What are the three main types of cartridges? ›

Ammunition: One or more loaded cartridges consisting of a primed case, propellant, and projectile(s). Three main types are rimfire, centerfire, and shotshell.

How many times can you use a needle cartridge? ›

We strongly recommend against re-using needle tip cartridges, as patient safety is of paramount importance.

Can you reuse needle cartridges? ›

Reusing Needle Cartridges: A Money-Saving Tip for Tattoo Beginners. Learn how to save money while tattooing on fake skin by reusing needle cartridges. Avoid cheap cartridges and invest in quality ones for a frustration-free learning journey. Only for fake skins.

What is a DJ cart? ›

DJ carts usually have a very heavy and rugged cantilever, in order to withstand lots of back-cueing and 'scratching' with a heavier tracking force. A slender, delicate cantilever will provide clear, smooth high frequency response.

What is the difference between DJ cartridge and HiFi cartridge? ›

Cartridge: HiFi turntables generally use high-quality cartridges that are optimized for playback, whereas DJ turntables have more robust cartridges that are designed for heavy-duty scratching and manipulation.

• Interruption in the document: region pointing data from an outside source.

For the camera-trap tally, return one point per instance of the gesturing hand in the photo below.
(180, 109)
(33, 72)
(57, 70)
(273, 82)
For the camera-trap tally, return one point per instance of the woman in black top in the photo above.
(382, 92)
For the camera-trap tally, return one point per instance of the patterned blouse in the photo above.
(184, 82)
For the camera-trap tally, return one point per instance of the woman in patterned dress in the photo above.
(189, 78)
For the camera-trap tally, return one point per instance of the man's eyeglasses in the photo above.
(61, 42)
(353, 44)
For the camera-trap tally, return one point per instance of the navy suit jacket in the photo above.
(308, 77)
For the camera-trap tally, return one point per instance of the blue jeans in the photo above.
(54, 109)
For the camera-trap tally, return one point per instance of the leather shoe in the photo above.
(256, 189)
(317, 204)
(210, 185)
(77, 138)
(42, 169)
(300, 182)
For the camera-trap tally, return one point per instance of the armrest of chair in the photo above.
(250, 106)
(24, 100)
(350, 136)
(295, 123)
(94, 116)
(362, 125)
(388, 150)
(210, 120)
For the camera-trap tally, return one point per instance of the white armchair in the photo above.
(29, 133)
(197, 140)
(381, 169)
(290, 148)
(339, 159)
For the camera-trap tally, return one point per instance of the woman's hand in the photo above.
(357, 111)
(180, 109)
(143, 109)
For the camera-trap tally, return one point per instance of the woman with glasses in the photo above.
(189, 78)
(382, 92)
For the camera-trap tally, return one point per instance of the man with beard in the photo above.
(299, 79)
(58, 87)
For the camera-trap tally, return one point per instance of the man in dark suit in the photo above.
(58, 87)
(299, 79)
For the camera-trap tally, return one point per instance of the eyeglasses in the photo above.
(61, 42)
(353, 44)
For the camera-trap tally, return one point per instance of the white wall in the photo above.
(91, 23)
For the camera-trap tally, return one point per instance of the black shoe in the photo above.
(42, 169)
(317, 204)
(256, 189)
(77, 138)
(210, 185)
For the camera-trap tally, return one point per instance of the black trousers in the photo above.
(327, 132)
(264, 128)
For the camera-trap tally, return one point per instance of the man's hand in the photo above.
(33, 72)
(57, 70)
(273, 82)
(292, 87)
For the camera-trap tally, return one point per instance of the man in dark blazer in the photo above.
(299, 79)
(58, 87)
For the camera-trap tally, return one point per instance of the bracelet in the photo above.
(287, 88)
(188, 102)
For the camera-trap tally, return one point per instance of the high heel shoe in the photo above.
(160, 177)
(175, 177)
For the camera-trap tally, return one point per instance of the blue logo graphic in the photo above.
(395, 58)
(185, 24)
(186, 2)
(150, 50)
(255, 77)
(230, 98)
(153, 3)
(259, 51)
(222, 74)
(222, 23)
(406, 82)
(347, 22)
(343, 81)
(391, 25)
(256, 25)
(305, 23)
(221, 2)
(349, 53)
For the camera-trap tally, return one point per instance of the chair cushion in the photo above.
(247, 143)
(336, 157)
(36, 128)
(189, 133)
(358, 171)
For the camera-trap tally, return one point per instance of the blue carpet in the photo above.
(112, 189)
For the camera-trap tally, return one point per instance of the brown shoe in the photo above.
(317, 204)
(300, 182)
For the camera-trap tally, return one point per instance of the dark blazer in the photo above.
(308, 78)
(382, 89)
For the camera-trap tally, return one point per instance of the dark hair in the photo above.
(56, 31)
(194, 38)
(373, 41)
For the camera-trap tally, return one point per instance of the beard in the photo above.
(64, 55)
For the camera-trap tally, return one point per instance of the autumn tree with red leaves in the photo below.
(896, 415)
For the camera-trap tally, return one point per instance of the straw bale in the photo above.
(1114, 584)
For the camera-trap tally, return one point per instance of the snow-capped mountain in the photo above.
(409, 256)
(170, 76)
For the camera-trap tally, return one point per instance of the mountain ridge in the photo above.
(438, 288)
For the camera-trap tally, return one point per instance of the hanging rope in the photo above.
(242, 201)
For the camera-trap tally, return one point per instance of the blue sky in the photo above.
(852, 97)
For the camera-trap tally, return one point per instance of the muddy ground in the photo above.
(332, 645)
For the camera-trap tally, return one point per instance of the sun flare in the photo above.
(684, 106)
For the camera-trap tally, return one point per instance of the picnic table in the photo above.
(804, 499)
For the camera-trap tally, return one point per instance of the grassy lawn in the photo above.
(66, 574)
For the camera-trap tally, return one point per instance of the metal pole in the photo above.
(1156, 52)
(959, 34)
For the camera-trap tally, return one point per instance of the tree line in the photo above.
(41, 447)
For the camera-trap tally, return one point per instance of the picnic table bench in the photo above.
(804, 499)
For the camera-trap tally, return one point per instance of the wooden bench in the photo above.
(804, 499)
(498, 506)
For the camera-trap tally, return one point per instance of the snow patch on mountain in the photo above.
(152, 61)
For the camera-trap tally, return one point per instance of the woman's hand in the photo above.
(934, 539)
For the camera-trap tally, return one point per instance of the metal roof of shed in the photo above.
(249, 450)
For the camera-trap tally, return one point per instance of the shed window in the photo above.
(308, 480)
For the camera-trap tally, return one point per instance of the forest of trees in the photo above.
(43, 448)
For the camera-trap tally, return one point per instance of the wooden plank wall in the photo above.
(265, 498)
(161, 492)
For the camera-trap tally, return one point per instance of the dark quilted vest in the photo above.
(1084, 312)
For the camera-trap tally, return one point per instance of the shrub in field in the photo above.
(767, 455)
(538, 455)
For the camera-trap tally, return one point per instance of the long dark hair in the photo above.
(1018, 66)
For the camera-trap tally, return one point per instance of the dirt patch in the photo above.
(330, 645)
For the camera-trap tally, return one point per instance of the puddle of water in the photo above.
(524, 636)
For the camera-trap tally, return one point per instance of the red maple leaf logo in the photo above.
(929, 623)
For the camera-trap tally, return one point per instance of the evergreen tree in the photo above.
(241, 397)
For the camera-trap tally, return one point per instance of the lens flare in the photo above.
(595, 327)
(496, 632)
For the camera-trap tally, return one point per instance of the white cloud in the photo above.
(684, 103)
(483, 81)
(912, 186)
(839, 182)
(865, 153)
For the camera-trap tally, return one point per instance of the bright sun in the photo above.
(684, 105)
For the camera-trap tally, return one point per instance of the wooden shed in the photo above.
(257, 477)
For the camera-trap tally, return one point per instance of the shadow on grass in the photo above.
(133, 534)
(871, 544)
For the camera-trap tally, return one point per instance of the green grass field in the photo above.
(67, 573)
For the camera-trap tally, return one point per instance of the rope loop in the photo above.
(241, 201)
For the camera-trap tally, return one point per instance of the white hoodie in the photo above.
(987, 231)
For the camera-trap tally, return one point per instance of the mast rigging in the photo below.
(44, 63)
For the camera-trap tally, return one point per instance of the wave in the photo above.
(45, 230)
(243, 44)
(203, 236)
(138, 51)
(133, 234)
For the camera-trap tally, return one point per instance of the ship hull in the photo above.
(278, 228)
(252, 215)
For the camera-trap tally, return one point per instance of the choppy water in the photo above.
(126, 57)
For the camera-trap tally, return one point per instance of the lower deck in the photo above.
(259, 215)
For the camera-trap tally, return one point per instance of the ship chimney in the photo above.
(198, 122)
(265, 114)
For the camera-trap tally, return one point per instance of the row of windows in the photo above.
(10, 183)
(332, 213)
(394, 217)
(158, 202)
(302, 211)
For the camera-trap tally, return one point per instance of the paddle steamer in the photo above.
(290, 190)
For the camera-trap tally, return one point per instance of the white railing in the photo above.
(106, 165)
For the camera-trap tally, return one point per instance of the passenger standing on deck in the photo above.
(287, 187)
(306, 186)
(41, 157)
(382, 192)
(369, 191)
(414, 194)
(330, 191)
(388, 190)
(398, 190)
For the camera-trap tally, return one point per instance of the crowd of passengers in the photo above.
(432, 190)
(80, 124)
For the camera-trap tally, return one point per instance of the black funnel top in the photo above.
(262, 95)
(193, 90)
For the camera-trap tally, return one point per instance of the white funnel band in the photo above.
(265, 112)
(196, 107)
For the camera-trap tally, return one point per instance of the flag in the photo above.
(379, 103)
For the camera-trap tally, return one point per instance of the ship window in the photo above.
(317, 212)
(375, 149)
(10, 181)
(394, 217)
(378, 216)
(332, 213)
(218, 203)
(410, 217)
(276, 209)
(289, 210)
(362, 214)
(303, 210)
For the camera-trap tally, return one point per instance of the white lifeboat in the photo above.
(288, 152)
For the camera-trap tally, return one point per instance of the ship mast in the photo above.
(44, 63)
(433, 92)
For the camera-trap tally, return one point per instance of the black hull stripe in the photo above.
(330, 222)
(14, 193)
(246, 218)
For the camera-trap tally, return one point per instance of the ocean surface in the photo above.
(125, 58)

What are DJ turntables used for? ›

A digital turntable used by disc jockeys (DJs) who orchestrate prerecorded music for parties and events. The devices are CD players that have a slip pad disc like a platter on an analog turntable.

What is a DJ sound card? ›

In short, a sound card simply turns digital computer music files (eg MP3s) into actual audio signals that can be amplified and played, just like when you amplify the signal from a CD player.